We volunteer at school. We bring food to friends when a baby is born or when they are struggling. We send notes of gratitude to teachers, friends, family members. We care for others.
As we care for everyone else around us and remain in a state of constant busyness, and we often forget to take care of our selves. Why? Because we don’t value it. We value the importance of being there for everyone else but have forgotten how imperative it is that we breath the oxygen in first before offering our support to those around us.
But, what is self-care anyway?
In my humble opinion and simplified definition: Self-care is remembering, honoring and practicing what our bodies, minds, and spirits need in order to feel whole.
It was difficult for me to clearly define it to my client because self-care looks different for everyone.
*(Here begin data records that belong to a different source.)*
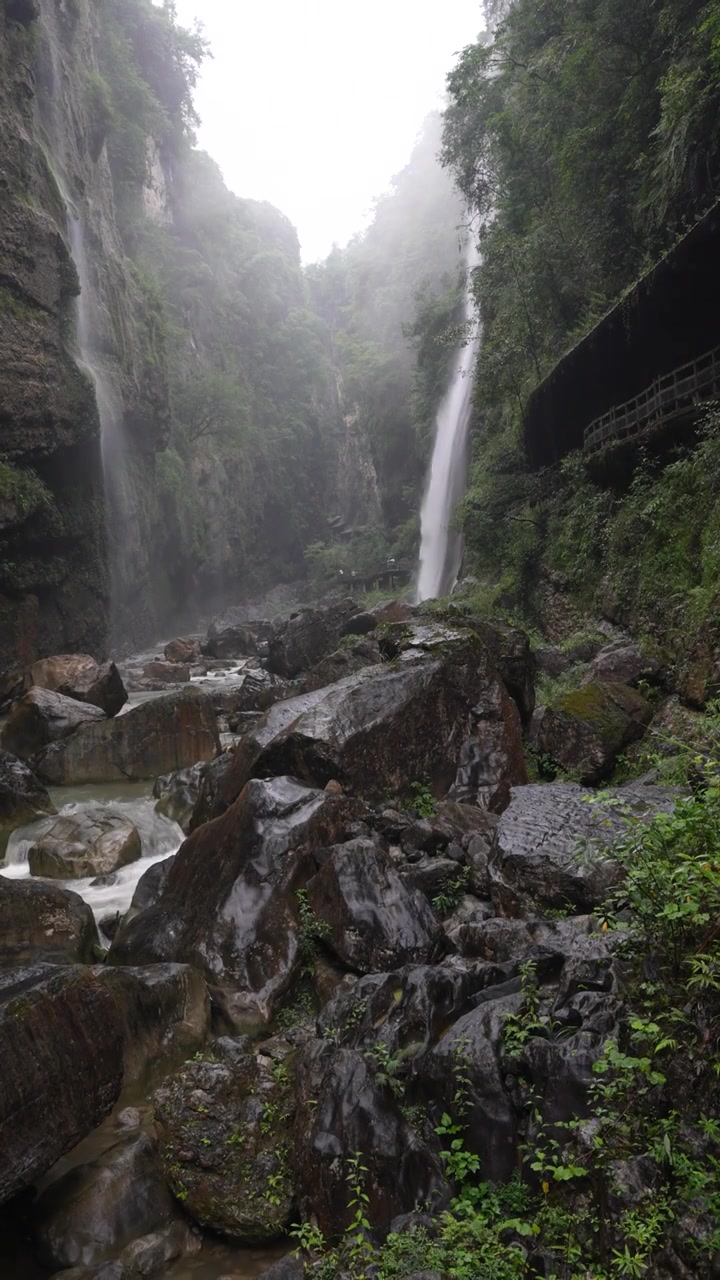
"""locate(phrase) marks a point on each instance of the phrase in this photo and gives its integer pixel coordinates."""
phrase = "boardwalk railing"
(668, 396)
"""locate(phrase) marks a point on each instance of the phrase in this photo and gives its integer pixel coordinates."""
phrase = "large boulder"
(552, 845)
(91, 1212)
(229, 904)
(183, 652)
(44, 923)
(153, 739)
(22, 796)
(177, 794)
(623, 662)
(584, 731)
(342, 1110)
(436, 712)
(300, 643)
(223, 1127)
(41, 717)
(81, 677)
(372, 920)
(71, 1038)
(81, 845)
(62, 1046)
(165, 672)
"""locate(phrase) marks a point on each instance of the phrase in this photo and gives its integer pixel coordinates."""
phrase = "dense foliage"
(586, 138)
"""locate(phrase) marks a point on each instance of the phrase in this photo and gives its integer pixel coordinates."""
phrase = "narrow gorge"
(359, 641)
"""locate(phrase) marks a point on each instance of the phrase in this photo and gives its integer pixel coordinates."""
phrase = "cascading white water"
(441, 545)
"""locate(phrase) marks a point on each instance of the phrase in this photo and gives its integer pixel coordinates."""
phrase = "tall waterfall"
(441, 547)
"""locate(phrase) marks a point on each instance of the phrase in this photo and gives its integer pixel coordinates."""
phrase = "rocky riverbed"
(256, 919)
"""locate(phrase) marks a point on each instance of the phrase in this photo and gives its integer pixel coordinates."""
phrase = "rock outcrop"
(42, 717)
(438, 711)
(229, 903)
(85, 844)
(153, 739)
(22, 796)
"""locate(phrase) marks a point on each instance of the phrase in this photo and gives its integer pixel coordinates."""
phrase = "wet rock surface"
(94, 1211)
(372, 919)
(154, 739)
(85, 845)
(584, 731)
(229, 903)
(223, 1128)
(300, 643)
(551, 845)
(44, 923)
(81, 677)
(22, 796)
(437, 712)
(41, 717)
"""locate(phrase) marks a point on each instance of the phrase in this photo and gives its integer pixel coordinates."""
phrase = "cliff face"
(53, 562)
(169, 423)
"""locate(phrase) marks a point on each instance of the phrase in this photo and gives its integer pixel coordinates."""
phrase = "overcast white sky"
(315, 104)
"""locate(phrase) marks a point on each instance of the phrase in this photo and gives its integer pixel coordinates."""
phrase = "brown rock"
(41, 717)
(163, 735)
(185, 652)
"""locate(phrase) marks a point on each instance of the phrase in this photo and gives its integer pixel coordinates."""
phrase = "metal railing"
(668, 396)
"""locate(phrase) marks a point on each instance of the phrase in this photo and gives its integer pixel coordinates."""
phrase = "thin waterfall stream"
(441, 545)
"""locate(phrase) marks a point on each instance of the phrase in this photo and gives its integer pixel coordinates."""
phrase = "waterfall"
(441, 547)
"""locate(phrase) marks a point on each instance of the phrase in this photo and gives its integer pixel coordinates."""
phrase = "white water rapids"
(441, 545)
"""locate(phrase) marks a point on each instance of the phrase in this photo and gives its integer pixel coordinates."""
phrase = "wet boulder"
(584, 731)
(81, 677)
(300, 643)
(437, 711)
(41, 717)
(623, 662)
(223, 1127)
(343, 1109)
(229, 905)
(165, 672)
(23, 798)
(240, 640)
(554, 845)
(177, 794)
(60, 1066)
(81, 845)
(183, 652)
(71, 1038)
(372, 920)
(156, 737)
(90, 1214)
(44, 923)
(349, 658)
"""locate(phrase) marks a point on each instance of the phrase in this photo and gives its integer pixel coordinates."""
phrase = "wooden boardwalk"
(665, 398)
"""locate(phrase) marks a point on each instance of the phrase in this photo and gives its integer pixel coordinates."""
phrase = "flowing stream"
(441, 545)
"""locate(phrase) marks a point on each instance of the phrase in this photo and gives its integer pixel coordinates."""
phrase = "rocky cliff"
(171, 430)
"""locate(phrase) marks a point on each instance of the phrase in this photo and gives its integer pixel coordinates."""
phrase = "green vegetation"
(654, 1102)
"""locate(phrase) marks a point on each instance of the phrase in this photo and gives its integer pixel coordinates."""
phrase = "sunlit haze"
(314, 106)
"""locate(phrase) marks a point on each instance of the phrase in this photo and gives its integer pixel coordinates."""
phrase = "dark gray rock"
(177, 794)
(80, 845)
(41, 717)
(584, 731)
(229, 903)
(342, 1109)
(552, 846)
(44, 923)
(22, 796)
(90, 1214)
(223, 1125)
(156, 737)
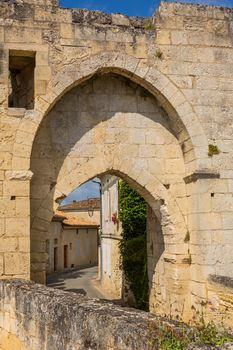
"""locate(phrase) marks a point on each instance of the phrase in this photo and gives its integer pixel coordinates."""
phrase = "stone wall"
(33, 317)
(180, 60)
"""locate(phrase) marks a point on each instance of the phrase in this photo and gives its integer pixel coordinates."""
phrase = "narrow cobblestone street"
(80, 281)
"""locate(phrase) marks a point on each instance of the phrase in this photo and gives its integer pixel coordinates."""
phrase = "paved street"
(82, 281)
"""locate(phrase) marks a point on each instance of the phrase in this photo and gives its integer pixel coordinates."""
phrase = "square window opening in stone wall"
(21, 79)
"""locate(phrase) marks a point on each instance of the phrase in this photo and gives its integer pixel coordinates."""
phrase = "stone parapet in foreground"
(35, 317)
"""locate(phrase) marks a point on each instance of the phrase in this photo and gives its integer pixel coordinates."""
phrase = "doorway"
(65, 256)
(55, 258)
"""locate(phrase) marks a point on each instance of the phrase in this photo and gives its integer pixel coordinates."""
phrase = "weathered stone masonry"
(139, 98)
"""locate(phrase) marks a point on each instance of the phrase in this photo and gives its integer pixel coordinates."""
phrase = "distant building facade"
(110, 272)
(72, 240)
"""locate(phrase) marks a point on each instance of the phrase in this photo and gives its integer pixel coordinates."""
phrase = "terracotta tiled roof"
(73, 220)
(93, 203)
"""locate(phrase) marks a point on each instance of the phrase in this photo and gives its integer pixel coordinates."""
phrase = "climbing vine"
(133, 246)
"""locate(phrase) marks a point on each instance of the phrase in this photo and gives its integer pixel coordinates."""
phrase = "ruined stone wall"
(33, 317)
(183, 58)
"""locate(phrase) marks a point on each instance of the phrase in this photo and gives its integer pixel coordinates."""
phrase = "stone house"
(72, 240)
(109, 262)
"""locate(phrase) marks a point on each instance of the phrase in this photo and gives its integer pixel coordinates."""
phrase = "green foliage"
(181, 336)
(132, 211)
(149, 25)
(133, 246)
(187, 237)
(159, 54)
(213, 150)
(209, 334)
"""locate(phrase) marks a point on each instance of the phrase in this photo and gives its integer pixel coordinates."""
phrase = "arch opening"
(110, 125)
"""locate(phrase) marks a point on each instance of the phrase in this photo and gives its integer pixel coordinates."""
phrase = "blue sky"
(88, 190)
(132, 7)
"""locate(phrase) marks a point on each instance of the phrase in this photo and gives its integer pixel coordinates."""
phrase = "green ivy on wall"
(133, 246)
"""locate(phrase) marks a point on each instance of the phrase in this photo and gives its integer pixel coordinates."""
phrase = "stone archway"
(185, 120)
(109, 124)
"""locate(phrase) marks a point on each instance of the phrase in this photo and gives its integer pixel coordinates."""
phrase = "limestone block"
(222, 202)
(22, 35)
(163, 37)
(43, 73)
(175, 166)
(5, 160)
(203, 221)
(20, 163)
(137, 136)
(16, 263)
(22, 207)
(199, 289)
(16, 188)
(18, 175)
(67, 30)
(179, 37)
(1, 264)
(8, 244)
(24, 244)
(41, 87)
(17, 227)
(200, 203)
For me it is actively engaging in things make my heart smile and my life full. It is hitting the pause button so that I can reflect and replenish. It is experiencing life fully, in the present moment, so that I don’t miss the sound of my kids giggling, the breeze on my face, or the beauty that surrounds me daily.
I also know that when I am practicing self-care and taking time out for my yoga practice, meditation, or even a few much-needed breaths, I am a much calmer person. I have the ability to respond more intentionally to the things happening in my life instead of overreacting or acting from a place of fear, anger, or frustration.
Yesterday was one of those days.
After work I came home and was greeted by my dog, Rella who had obviously had a fun-filled, adventurous day. She was covered from her neck down in dirt, debris, and from what my nose was telling me, another animals poop. Not a pleasant sight or smell.
On a bad day I would have been incredibly frustrated and overwhelmed by this. Luckily today was a good day as I had mindfully practiced self-care and was able to put the situation into perspective and plan my attack from a responsive place instead of a reactive place.
I filled up a bucket of water with soap, grabbed a leash and enlisted my kids help. We hosed her down, scrubbed her with old towels and laughed all the while doing it. At one point she escaped and ran through an open door my son had left to the house, covering all the floors with her paw prints and her wet dog smell. Yet my calm demeanor and lack of reactivity prevailed. This time.
As I reflect back, I realize that when I’m not practicing self-care and my candle is burned to the wick, I let the flame engulf me and take over. When I am taking care of myself my flame can burn steadily and brightly. In other words, I am more resilient. I can find more joy in the simple moments. I can handle life’s challenges with ease. I can be fully present with my life’s experiences.
Valuing self-care is a mindset I have learned to fully embrace. I’ve learned to find small, yet meaningful ways to fill up my bucket first so that I can then enjoy spreading my care to others outside of myself.
For me, self-care looks something like this:
Yoga. Taking a walk, Reading a book. Spending time with friends. Saying no. Saying yes. Sleep. Good food. Travel. Meditation. Journaling. Dancing. Petting my dog. Looking at the stars. Watching the sun set. Hugging my kids. Taking a bath. Laughing. More Yoga.
Hopefully now you can also answer the question: What do you do for your own self-care?